The result of the Python script is a FFT analysis of the input signal, saved as spi_clasic_ad7984_fft_analysis.jpg in the present directory. To create a copy of the resulted image, use the following command in a terminal window on your local machine, and, when prompted for the password, type analog:

scp root@169.254.92.202:/media/workshop/spi_clasic_ad7984_fft_analysis.jpg spi_clasic_ad7984_fft_analysis.jpg

Important

Make sure that the IP address and the path to the .jpg file match your setup.

The scp command creates a copy of the .jpg file on the present working directory of your local machine, and it should look like the following image:

https://media.githubusercontent.com/media/analogdevicesinc/documentation/main/docs/learning/workshop_a_precision_converter_fpga_integration_journey/system_evaluation_spi_python_capture.png

Figure 38 FFT analysis - regular SPI.

Adittionaly, the Python script can also be executed from the local machine, using the IP of the Cora development board:

~/spi_workshop$
python pyadi-iio/examples/ad7984_example.py ip:169.254.92.202 1 classic
WARNING: High-speed mode not enabled
Raw data saved to: spi_clasic_ad7984_captured_data.txt
Using sample rate: 10000.0 Hz for classic mode
FFT analysis saved as: spi_clasic_ad7984_fft_analysis.jpg
SNR: 39.615 dB, THD: -53.204 dBc, SFDR: 39.62 dBc

Important

The pyadi-iio repository needs to be set up on the local machine, using the same steps presented before. Make sure that the IP address and the paths match your setup.

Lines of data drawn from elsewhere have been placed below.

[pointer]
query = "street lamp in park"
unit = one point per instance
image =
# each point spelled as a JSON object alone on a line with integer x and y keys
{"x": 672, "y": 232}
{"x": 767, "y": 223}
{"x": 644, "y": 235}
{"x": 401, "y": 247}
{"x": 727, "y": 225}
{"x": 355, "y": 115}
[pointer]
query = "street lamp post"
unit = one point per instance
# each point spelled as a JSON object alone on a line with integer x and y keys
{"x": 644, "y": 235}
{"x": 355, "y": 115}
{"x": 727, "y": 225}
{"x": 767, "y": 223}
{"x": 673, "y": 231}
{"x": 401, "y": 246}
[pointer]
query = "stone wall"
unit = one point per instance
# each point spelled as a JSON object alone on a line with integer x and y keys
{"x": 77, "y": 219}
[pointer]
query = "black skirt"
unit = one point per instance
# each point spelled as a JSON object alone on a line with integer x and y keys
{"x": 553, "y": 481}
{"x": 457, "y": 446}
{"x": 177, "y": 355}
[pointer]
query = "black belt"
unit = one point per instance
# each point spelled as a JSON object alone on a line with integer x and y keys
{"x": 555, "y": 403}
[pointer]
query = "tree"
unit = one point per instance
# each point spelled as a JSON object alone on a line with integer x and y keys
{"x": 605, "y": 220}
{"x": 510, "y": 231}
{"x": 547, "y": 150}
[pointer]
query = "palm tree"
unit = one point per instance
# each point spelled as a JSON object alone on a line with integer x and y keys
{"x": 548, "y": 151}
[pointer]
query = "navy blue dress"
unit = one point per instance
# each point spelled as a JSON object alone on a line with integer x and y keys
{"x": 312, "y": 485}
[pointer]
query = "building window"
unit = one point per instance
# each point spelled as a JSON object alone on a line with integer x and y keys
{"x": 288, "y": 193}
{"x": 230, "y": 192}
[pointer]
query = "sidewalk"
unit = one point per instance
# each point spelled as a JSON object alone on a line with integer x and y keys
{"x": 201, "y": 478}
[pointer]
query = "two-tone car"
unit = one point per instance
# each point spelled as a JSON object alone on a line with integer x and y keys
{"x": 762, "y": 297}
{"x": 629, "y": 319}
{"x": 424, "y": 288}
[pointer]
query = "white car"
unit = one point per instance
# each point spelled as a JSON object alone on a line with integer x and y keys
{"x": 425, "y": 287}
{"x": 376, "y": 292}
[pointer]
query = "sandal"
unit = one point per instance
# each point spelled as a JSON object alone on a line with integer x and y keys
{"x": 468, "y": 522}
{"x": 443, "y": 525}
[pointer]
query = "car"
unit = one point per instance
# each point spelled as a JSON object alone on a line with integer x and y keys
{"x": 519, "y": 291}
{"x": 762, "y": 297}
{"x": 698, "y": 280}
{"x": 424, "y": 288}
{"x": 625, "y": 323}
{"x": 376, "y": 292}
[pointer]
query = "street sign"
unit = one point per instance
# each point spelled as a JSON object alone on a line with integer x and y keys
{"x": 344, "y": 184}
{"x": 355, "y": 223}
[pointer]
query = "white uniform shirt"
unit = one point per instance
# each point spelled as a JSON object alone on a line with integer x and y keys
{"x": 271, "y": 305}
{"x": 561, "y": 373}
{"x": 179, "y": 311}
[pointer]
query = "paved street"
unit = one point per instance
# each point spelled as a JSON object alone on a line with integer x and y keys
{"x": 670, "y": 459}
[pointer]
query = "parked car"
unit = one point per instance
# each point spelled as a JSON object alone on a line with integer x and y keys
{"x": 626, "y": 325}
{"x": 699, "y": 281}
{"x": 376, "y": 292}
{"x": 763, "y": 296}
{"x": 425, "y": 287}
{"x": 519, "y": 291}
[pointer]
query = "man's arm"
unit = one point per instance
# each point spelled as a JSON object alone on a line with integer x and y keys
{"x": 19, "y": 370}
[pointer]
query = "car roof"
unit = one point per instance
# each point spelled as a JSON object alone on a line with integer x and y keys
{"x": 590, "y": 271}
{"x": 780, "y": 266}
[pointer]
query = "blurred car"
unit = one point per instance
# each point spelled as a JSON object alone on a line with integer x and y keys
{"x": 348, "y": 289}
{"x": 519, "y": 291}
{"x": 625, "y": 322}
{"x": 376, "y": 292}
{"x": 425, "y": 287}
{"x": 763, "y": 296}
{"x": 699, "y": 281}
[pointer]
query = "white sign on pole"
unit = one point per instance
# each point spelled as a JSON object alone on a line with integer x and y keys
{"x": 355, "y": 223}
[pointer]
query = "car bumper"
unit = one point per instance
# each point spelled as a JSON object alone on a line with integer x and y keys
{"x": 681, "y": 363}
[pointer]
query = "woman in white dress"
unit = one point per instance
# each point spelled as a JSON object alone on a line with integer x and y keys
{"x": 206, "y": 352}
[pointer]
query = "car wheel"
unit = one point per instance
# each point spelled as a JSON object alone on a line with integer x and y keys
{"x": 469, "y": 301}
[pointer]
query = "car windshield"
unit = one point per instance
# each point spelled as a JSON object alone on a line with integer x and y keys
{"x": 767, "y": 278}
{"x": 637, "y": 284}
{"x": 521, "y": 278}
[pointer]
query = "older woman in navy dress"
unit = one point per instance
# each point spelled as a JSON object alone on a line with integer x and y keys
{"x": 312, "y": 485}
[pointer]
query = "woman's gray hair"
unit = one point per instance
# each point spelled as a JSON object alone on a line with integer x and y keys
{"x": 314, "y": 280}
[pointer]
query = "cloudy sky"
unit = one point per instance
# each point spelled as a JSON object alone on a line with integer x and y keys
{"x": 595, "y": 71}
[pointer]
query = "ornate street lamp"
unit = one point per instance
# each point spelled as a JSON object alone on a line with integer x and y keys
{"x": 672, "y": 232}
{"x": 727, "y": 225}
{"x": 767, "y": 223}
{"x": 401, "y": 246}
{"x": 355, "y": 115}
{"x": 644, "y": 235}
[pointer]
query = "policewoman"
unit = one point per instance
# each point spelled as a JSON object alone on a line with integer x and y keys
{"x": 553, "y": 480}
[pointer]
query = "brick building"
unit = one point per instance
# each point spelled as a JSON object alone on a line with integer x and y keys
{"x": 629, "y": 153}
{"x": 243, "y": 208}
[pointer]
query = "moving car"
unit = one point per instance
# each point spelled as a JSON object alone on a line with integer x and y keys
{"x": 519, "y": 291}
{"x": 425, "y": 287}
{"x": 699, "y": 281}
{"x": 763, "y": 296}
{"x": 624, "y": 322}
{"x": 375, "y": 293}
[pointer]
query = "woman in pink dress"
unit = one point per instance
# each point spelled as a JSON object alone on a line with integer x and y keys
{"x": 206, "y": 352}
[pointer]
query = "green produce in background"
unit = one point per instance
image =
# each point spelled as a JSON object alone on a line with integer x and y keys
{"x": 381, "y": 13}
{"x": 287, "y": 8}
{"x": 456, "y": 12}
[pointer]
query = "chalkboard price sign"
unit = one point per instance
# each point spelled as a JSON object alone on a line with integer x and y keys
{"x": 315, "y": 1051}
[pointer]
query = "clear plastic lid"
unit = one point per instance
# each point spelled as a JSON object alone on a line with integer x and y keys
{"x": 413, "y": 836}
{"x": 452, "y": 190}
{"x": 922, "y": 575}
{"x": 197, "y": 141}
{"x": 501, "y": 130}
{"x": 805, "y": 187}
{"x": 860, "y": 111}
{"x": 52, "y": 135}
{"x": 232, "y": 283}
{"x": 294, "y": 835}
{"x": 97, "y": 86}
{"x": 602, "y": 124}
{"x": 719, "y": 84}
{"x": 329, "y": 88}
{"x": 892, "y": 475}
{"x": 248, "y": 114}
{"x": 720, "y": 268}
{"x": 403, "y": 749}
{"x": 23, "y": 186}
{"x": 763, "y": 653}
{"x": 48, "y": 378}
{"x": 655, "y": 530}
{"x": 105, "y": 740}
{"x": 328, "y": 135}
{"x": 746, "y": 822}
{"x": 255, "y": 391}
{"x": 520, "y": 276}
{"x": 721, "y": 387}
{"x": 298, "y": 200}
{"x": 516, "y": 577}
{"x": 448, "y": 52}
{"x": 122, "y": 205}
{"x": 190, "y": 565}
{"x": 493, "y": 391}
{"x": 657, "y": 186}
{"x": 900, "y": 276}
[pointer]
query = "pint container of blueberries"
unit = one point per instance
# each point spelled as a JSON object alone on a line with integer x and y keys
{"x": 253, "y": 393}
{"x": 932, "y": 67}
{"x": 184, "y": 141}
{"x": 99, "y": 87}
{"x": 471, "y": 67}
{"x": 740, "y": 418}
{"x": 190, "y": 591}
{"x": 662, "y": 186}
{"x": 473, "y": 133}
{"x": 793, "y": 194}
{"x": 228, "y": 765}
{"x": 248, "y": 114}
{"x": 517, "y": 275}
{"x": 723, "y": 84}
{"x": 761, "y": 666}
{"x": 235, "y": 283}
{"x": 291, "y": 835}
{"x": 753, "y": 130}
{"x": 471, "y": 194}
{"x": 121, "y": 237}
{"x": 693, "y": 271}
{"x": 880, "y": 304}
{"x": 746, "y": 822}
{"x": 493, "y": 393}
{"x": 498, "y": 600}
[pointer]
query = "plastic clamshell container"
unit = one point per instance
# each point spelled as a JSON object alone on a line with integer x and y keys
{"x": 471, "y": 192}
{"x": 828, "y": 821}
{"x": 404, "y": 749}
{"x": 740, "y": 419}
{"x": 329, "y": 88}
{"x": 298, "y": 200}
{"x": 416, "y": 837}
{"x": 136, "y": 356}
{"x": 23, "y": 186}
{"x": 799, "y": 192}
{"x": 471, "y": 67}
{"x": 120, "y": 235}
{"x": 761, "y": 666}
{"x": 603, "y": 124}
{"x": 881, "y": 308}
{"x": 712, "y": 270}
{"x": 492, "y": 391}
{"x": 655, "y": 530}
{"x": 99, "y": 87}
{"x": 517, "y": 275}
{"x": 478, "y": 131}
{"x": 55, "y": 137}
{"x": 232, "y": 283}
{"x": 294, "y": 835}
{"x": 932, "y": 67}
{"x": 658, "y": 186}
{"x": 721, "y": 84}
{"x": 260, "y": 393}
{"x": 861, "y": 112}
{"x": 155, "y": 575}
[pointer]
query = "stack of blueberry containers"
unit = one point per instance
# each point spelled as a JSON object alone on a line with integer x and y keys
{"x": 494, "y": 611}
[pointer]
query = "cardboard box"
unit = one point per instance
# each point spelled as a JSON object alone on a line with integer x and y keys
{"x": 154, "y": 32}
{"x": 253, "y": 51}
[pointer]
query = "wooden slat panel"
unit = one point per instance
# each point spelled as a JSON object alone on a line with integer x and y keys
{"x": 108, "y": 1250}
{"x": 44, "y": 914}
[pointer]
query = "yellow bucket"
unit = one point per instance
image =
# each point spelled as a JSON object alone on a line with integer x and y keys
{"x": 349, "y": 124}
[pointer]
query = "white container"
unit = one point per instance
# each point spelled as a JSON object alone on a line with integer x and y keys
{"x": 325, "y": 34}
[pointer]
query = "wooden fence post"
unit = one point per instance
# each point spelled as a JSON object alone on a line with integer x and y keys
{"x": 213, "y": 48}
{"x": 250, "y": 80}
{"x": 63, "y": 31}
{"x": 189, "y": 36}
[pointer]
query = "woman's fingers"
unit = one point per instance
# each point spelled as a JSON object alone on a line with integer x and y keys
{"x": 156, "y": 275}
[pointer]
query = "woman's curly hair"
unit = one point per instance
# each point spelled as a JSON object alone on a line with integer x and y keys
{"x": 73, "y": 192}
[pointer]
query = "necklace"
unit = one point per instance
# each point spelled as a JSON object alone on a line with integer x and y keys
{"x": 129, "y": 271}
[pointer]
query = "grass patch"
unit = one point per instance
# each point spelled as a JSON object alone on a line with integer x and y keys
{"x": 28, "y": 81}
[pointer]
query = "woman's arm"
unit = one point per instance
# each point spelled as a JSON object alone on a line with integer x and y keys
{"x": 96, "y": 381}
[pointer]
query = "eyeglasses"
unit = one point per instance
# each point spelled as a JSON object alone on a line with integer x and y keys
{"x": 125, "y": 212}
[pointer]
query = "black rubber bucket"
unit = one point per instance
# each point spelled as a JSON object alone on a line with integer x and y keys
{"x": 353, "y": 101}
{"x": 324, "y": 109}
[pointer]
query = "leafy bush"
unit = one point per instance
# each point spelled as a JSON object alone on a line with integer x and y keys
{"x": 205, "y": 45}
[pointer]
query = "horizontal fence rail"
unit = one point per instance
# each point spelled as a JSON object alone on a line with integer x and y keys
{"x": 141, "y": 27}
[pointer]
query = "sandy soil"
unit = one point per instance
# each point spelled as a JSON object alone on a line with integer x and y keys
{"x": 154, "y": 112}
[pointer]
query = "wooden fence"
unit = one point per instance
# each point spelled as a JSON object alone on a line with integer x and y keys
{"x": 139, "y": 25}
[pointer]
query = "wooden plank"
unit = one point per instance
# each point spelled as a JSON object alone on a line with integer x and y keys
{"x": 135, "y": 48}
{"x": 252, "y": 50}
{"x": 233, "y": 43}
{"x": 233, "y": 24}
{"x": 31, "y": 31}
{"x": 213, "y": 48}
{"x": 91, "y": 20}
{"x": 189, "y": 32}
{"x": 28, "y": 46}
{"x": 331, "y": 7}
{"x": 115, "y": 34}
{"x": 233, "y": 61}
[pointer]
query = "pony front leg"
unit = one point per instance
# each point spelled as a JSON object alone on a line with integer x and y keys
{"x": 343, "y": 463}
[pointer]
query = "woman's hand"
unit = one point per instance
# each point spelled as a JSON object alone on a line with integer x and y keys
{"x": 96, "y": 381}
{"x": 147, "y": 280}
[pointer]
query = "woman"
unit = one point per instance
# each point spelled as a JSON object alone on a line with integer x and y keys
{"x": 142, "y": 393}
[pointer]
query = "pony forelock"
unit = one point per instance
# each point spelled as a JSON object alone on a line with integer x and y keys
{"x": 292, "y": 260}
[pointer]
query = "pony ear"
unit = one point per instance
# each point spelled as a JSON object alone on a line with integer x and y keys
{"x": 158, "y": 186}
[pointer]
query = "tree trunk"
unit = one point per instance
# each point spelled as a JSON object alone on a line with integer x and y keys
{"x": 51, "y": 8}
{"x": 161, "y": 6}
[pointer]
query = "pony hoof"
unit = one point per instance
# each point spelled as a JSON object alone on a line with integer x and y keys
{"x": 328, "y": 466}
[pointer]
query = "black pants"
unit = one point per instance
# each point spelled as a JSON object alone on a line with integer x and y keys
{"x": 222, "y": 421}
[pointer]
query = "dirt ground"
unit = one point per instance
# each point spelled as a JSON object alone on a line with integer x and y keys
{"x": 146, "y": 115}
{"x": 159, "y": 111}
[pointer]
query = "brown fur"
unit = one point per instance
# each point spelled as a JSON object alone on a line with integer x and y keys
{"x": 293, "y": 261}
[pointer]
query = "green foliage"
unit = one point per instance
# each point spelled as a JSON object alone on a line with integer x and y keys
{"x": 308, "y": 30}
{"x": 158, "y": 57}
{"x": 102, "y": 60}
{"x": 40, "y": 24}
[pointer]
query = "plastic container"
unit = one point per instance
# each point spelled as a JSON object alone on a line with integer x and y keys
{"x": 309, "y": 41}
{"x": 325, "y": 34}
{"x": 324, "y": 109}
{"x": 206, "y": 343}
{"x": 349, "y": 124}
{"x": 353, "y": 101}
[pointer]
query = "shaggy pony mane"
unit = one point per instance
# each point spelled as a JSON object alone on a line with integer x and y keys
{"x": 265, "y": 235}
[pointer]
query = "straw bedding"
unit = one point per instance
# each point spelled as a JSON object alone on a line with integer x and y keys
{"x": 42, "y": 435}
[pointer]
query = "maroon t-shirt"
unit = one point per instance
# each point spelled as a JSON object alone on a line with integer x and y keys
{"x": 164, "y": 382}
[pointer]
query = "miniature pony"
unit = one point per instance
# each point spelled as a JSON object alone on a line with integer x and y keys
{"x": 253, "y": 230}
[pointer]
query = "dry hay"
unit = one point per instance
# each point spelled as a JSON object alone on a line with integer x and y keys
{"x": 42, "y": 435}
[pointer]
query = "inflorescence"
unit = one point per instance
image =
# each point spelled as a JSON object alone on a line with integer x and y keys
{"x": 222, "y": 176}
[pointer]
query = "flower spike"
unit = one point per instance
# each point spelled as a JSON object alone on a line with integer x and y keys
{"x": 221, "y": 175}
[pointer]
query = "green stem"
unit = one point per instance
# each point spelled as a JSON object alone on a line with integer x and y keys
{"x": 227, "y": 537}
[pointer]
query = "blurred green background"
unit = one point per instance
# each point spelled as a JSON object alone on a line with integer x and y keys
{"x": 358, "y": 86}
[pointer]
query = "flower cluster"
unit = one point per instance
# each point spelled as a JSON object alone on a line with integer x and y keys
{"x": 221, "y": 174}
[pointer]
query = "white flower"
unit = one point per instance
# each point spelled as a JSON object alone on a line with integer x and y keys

System Evaluation - SPI Engine

Data Capture using Scopy

To visualize the data obtained using the SPI engine, move the EVAL-AD7984-PMDZ to the JA PMOD connector and select the spi_engine_ad7984 channel in ADC-Time section, as shown in the image below:

https://media.githubusercontent.com/media/analogdevicesinc/documentation/main/docs/learning/workshop_a_precision_converter_fpga_integration_journey/system_evaluation_scopy_spi_engine.png

Figure 39 Scopy data capture - SPI engine.

Data Capture using Python

To evaluate the performance of the SPI engine, run the ad7984_example.py script with the following parameters:

/media/workshop$
python pyadi-iio/examples/ad7984_example.py local: 0 engine
Raw data saved to: spi_engine_ad7984_captured_data.txt
Using sample rate: 1330000.0 Hz for engine mode
FFT analysis saved as: spi_engine_ad7984_fft_analysis.jpg
SNR: 70.394 dB, THD: -66.987 dBc, SFDR: 70.37 dBc

Use the following command, with analog as password, to create a copy of spi_engine_ad7984_fft_analysis.jpg on your local machine:

scp root@169.254.92.202:/media/workshop/spi_engine_ad7984_fft_analysis.jpg spi_engine_ad7984_fft_analysis.jpg

Important

Make sure that the IP address and the path to the .jpg file match your setup.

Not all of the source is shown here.